Surely there are many other forces at work, too, most of them local and none of them deterministic. Still, I think these two make a pretty good starting point, and they suggest that the current rumble probably isn’t over yet.

What Darwin Teaches Us about Political Regime Types

Here’s a paragraph, from a 2011 paper by Ian Lustick, that I really wish I’d written. It’s long, yes, but it rewards careful reading.

One might naively imagine that Darwin’s theory of the “origin of species” to be “only” about animals and plants, not human affairs, and therefore presume its irrelevance for politics. But what are species? The reason Darwin’s classic is entitled Origin of Species and not Origin of the Species is because his argument contradicted the essentialist belief that a specific, finite, and unchanging set of categories of kinds had been primordially established. Instead, the theory contends, “species” are analytic categories invented by observers to correspond with stabilized patterns of exhibited characteristics. They are no different in ontological status than “varieties” within them, which are always candidates for being reclassified as species. These categories are, in essence, institutionalized ways of imagining the world. They are institutionalizations of difference that, although neither primordial nor permanent, exert influence on the futures the world can take—both the world of science and the world science seeks to understand. In other words, “species” are “institutions”: crystallized boundaries among “kinds”, constructed as boundaries that interrupt fields of vast and complex patterns of variation. These institutionalized distinctions then operate with consequences beyond the arbitrariness of their location and history to shape, via rules (constraints on interactions), prospects for future kinds of change.

This is one of the big ideas to which I was trying to allude in a post I wrote a couple of months ago on “complexity politics”, and in an ensuing post that used animated heat maps to trace gross variations in forms of government over the past 211 years. Political regime types are the species of comparative politics. They are “analytic categories invented by observers to correspond with stabilized patterns of exhibited characteristics.” In short, they are institutionalized ways of thinking about political institutions. The patterns they describe may be real, but they are not essential. They’re not the natural contours of the moon’s surface; they’re the faces we sometimes see in them.

video game taxonomy

Mary Goodden’s Taxonomy of Video Games

If we could just twist our mental kaleidoscopes a bit, we might find different things in the same landscape. One way to do that would be to use a different set of measures. For the past 20 years or so, political scientists have relied almost exclusively on the same two data sets—Polity and Freedom House’s Freedom in the World—to describe and compare national political regimes in anything other than prose. These data sets are very useful, but they are also profoundly conventional. Polity offers a bit more detail than Freedom House on specific features of national politics, but the two are essentially operationalizing the same assumptions about the underlying taxonomy of forms of government.

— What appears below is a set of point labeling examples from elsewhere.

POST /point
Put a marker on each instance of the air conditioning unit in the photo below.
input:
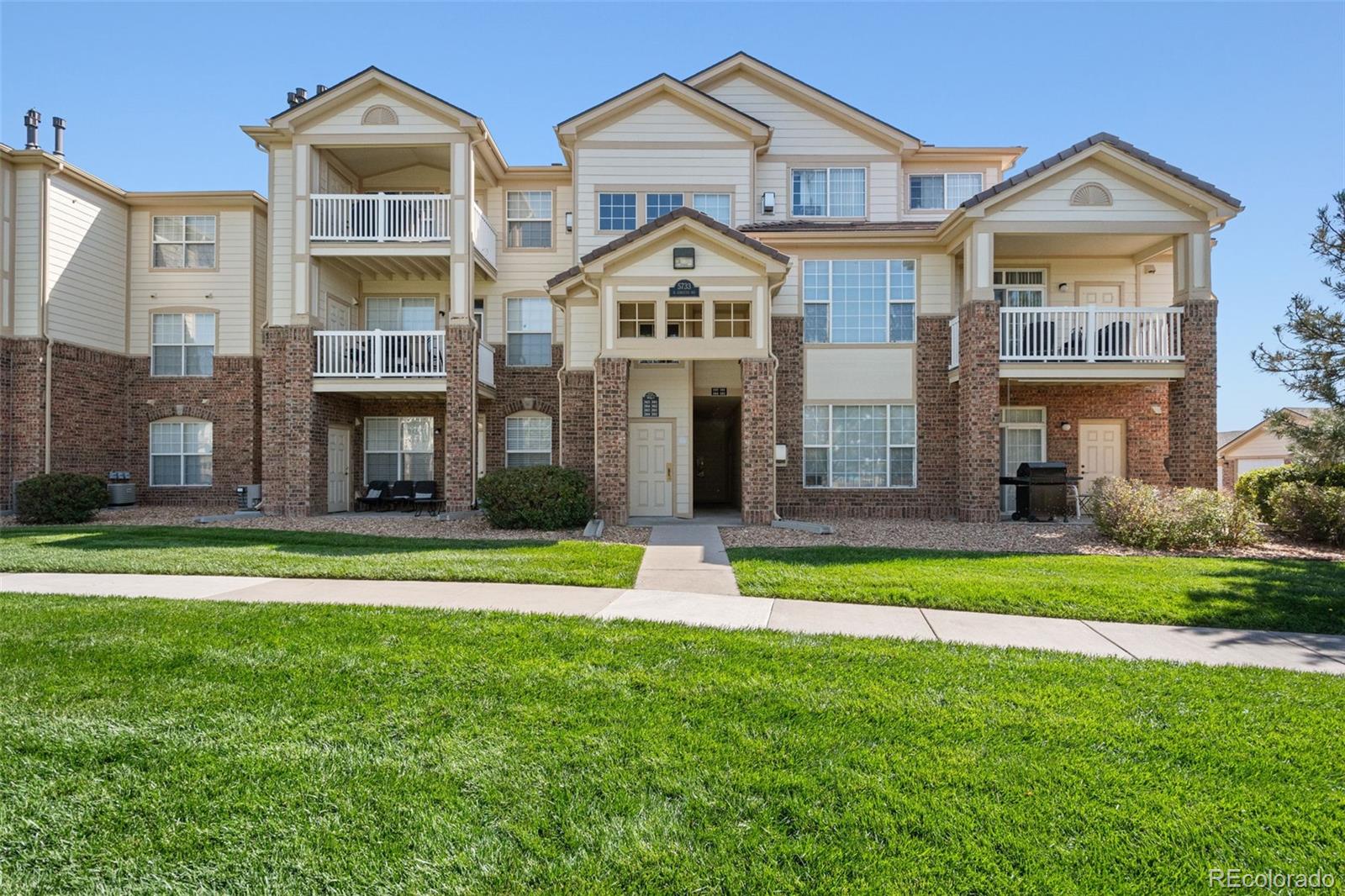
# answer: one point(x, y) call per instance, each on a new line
point(248, 497)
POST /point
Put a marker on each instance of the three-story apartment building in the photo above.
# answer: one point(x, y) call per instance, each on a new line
point(736, 291)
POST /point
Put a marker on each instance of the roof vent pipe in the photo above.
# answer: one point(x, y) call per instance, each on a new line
point(31, 123)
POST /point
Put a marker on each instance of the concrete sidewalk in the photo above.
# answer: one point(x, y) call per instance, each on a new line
point(1210, 646)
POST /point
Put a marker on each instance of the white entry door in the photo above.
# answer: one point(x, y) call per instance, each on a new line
point(651, 467)
point(1102, 451)
point(338, 470)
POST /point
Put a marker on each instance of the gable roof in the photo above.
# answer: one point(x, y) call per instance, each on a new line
point(1116, 143)
point(658, 224)
point(744, 61)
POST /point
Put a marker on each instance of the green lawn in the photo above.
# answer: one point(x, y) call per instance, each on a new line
point(185, 746)
point(1281, 595)
point(306, 555)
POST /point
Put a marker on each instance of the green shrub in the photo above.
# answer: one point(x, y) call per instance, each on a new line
point(60, 498)
point(1255, 488)
point(535, 498)
point(1304, 510)
point(1142, 515)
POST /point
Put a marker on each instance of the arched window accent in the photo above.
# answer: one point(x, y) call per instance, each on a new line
point(528, 439)
point(378, 114)
point(1091, 194)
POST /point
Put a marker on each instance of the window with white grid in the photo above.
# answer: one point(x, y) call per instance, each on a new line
point(858, 300)
point(528, 440)
point(717, 205)
point(858, 445)
point(528, 219)
point(829, 192)
point(182, 345)
point(659, 203)
point(398, 448)
point(183, 241)
point(181, 452)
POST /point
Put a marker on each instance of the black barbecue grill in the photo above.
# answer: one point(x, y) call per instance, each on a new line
point(1040, 490)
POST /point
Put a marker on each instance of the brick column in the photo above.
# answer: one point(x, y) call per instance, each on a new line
point(611, 465)
point(1192, 425)
point(288, 409)
point(459, 416)
point(978, 412)
point(757, 440)
point(578, 421)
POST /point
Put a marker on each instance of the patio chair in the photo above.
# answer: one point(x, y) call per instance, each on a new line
point(425, 495)
point(374, 495)
point(401, 493)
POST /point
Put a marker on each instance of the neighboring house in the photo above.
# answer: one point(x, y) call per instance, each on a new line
point(736, 291)
point(1246, 450)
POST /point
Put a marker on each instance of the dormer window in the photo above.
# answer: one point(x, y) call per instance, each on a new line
point(829, 192)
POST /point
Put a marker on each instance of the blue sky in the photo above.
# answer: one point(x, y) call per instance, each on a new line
point(1247, 96)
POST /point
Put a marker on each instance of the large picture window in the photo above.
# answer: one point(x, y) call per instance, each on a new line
point(860, 300)
point(528, 331)
point(182, 345)
point(528, 219)
point(181, 452)
point(829, 192)
point(528, 440)
point(858, 445)
point(398, 448)
point(183, 241)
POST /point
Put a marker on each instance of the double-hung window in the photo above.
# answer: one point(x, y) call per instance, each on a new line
point(528, 219)
point(181, 452)
point(858, 445)
point(829, 192)
point(182, 345)
point(616, 212)
point(528, 440)
point(860, 300)
point(717, 205)
point(183, 241)
point(661, 203)
point(943, 192)
point(398, 448)
point(528, 331)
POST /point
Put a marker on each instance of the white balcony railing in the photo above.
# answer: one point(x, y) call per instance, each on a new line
point(483, 235)
point(380, 219)
point(380, 354)
point(1089, 334)
point(484, 363)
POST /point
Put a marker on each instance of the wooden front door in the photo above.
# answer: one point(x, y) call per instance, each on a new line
point(651, 467)
point(1102, 451)
point(338, 470)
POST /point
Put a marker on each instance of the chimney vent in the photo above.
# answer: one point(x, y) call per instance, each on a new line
point(31, 123)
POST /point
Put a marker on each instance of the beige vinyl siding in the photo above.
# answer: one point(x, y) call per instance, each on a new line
point(27, 252)
point(282, 217)
point(670, 168)
point(661, 121)
point(87, 266)
point(229, 287)
point(797, 131)
point(1051, 201)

Given that fact, it’s hard to see how further distillations of those data sets might surprise us in any deep way. A new project called Varieties of Democracy (V-Dem) promises to bring fresh grist to the mill by greatly expanding the number of institutional elements we can track, but it is still inherently orthodox. Its creators aren’t trying to reinvent the taxonomy; they’re looking to do a better job locating individuals in the prevailing one. That’s a worthy and important endeavor, but it’s not going to produce the kind of gestalt shift I’m talking about here.

New methods of automated text analysis just might. My knowledge of this field is quite limited, but I’m intrigued by the possibilities of applying unsupervised learning techniques, such as latent Dirichlet allocation (LDA), to the problem of identifying political forms and associating specific cases with them. In contrast to conventional measurement strategies, LDA doesn’t oblige us to specify a taxonomy ahead of time and then look for instances of the things in it. Instead, LDA assumes there is an infinite mixture of overlapping but latent categories out there, and these latent categories are partially revealed by characteristic patterns in the ways we talk and write about the world.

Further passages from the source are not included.